[erlang-questions] where is os:getuid() ?
zxq9
zxq9@REDACTED
Tue Nov 24 05:39:28 CET 2015
On Tuesday 24 November 2015 16:41:42 Richard A. O'Keefe wrote:
> Erlang doesn't just run under Unix-family operating
> systems. If you're running under Cygwin,
> https://cygwin.com/cygwin-ug-net/ntsec.html#ntsec-common
> says how Windows identifiction <-> uid/gid work.

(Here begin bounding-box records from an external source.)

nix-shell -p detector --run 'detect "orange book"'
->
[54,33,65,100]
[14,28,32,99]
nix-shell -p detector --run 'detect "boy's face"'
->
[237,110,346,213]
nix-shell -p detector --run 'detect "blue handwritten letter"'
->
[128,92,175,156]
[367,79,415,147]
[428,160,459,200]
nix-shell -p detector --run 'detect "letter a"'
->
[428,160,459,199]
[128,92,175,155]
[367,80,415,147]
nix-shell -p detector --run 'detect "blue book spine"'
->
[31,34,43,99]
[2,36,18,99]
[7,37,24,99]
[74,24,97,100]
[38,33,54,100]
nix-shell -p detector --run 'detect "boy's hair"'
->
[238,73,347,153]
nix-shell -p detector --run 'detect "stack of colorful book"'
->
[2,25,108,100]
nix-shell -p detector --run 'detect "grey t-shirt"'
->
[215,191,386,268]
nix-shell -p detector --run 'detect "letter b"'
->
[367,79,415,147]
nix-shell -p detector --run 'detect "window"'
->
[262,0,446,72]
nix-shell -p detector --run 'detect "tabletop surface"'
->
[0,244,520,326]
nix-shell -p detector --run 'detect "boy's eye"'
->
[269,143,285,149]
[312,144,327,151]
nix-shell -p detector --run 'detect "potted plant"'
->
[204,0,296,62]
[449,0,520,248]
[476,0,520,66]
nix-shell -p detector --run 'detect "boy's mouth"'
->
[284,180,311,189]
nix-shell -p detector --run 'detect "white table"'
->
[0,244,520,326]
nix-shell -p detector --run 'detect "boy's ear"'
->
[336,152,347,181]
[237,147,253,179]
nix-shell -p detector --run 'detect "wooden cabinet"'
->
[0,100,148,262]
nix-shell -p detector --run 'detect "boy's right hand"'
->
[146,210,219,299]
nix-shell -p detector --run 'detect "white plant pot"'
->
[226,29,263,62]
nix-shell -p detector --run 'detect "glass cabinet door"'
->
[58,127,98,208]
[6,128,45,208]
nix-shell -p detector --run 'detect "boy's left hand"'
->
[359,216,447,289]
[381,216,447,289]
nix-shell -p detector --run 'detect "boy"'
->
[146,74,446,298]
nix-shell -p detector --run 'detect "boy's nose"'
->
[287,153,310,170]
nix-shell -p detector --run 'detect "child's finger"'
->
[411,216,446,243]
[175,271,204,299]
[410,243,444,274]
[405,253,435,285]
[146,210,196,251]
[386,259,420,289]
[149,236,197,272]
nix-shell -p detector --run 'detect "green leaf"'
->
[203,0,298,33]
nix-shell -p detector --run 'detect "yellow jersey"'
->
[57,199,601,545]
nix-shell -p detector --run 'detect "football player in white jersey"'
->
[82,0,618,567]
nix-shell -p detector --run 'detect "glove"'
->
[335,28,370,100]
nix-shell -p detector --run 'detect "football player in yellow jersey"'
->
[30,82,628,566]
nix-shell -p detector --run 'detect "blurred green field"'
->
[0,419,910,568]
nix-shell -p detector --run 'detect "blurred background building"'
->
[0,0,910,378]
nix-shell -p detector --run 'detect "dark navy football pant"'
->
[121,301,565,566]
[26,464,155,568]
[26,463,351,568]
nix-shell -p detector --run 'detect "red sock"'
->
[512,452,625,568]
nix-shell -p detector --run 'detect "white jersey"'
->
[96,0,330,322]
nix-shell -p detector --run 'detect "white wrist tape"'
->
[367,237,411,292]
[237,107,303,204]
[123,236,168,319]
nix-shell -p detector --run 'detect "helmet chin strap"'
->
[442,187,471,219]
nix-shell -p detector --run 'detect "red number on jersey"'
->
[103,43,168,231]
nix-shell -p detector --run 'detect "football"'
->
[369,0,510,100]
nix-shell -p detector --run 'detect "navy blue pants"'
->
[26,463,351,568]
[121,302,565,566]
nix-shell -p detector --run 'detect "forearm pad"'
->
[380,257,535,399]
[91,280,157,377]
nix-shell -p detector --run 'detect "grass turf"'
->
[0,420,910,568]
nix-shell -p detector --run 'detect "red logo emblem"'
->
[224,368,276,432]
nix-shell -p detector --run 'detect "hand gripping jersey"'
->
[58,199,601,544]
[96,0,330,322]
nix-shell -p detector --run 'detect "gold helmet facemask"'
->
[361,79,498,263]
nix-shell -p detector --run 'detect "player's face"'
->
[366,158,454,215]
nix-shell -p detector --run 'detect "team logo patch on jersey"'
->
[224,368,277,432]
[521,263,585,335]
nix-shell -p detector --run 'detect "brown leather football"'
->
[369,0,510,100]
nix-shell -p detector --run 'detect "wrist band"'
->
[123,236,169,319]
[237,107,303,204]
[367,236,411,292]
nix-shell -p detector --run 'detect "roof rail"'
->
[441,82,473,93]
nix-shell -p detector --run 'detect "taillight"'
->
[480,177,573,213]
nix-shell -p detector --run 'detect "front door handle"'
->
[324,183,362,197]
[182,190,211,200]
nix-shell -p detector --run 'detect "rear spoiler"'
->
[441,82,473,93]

> I can't get a response from www.erlang.org at the moment,
> so I can't check this, but I thought Erlang could run
> directly under Windows without Cygwin. In that case,
> what should os:gete?[ug]id() do?
>
> Considering the hoops that Windows->uid/gid mapping has
> to (or may) jump through under Cygwin, it's not clear
> that their signal-safety under OpenBSD tells us much about
> Windows...
Indeed it does run under Windows, and does not require Cygwin.

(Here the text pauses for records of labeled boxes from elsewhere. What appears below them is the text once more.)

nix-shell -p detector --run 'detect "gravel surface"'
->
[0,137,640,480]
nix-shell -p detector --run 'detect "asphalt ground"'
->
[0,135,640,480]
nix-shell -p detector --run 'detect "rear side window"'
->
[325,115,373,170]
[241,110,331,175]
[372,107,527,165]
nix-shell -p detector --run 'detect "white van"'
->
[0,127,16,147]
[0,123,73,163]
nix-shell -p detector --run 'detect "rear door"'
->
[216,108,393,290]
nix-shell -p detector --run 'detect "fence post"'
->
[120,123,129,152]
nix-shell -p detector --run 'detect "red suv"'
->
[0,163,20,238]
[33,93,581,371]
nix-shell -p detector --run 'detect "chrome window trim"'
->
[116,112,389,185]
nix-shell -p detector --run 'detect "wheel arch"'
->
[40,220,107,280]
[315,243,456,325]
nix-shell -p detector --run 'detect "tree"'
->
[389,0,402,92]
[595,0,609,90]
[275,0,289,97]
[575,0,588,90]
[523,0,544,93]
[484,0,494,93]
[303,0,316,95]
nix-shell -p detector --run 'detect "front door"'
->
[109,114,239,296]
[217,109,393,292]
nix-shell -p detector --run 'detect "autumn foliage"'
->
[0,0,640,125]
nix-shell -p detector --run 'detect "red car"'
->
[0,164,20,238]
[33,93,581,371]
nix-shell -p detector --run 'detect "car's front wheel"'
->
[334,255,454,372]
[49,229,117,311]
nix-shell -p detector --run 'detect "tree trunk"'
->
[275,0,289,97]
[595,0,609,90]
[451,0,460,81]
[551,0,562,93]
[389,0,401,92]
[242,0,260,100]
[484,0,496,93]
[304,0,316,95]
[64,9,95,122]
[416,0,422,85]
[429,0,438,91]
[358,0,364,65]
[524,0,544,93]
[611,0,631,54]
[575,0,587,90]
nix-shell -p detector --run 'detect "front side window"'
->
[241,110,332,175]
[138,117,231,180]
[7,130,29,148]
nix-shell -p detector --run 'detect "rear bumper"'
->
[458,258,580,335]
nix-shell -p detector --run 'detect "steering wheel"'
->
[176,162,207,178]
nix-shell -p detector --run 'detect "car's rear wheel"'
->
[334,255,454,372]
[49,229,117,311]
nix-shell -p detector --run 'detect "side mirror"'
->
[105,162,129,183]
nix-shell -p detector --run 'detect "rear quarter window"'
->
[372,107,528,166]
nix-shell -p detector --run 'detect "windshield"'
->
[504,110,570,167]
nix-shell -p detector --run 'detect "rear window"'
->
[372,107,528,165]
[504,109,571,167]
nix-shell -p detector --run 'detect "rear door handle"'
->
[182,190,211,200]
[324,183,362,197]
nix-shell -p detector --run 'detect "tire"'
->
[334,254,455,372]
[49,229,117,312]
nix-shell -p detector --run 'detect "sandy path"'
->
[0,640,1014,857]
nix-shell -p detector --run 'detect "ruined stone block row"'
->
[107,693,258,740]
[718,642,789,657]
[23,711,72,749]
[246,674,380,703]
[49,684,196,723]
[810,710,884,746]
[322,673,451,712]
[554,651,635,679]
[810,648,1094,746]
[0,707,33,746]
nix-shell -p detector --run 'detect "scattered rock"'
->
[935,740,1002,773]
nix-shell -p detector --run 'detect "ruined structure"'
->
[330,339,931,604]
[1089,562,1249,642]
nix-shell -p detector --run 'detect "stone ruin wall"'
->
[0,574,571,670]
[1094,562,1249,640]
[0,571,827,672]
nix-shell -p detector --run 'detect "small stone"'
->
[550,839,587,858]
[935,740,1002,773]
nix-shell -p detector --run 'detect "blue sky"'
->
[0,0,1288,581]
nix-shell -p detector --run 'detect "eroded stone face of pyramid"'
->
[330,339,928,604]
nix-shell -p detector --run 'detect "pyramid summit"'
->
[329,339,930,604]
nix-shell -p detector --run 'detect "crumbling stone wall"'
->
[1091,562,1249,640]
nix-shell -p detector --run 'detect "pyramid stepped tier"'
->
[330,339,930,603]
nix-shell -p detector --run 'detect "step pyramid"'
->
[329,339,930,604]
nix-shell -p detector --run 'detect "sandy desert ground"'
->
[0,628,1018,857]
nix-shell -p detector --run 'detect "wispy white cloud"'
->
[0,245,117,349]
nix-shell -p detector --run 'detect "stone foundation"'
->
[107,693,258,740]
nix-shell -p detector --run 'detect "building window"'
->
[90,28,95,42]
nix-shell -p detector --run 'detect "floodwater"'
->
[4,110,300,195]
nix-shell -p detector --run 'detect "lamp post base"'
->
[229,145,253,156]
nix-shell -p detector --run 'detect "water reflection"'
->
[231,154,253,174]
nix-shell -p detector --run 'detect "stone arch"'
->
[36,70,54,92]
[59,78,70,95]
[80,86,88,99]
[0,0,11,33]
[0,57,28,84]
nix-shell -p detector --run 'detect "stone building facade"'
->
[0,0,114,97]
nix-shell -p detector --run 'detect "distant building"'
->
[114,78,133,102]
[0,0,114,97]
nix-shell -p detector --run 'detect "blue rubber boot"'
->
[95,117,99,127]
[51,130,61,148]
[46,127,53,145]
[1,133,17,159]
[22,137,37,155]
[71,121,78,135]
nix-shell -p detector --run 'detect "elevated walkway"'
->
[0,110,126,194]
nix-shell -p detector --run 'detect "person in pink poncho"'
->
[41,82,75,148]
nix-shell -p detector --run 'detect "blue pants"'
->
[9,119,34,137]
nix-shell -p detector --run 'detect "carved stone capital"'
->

I read through the Windows build process a while back, and though
a bit convoluted, iirc it is built with Visual Studio (and there
were notes in there indicating that clean builds on mingw and
VS was a goal).
So... what should os:getuid/0 do?
Does anyone see a downside to returning whatever is a native
id relative to a given system in a tuple that indicates the nature
of the system? In particular, whatever is consistent with os:type/0:
-spec os:getuid() -> {System, Id}
when System :: {unix, linux} | {unix, bsd} | {win, nt} % etc...
Id :: unix_id() | win_id() % etc...
Defining unix_id() may be too broad, and I have no idea how win_id()
should be represented. The basic idea is letting different systems
do their own things but tagging them in a way consistent with os:type/0.
This could be a big win -- as long as the various types were well
documented.
Breaking too far out of a runtime cross-platform can get ugly pretty
quickly, but I can imagine some uses for this.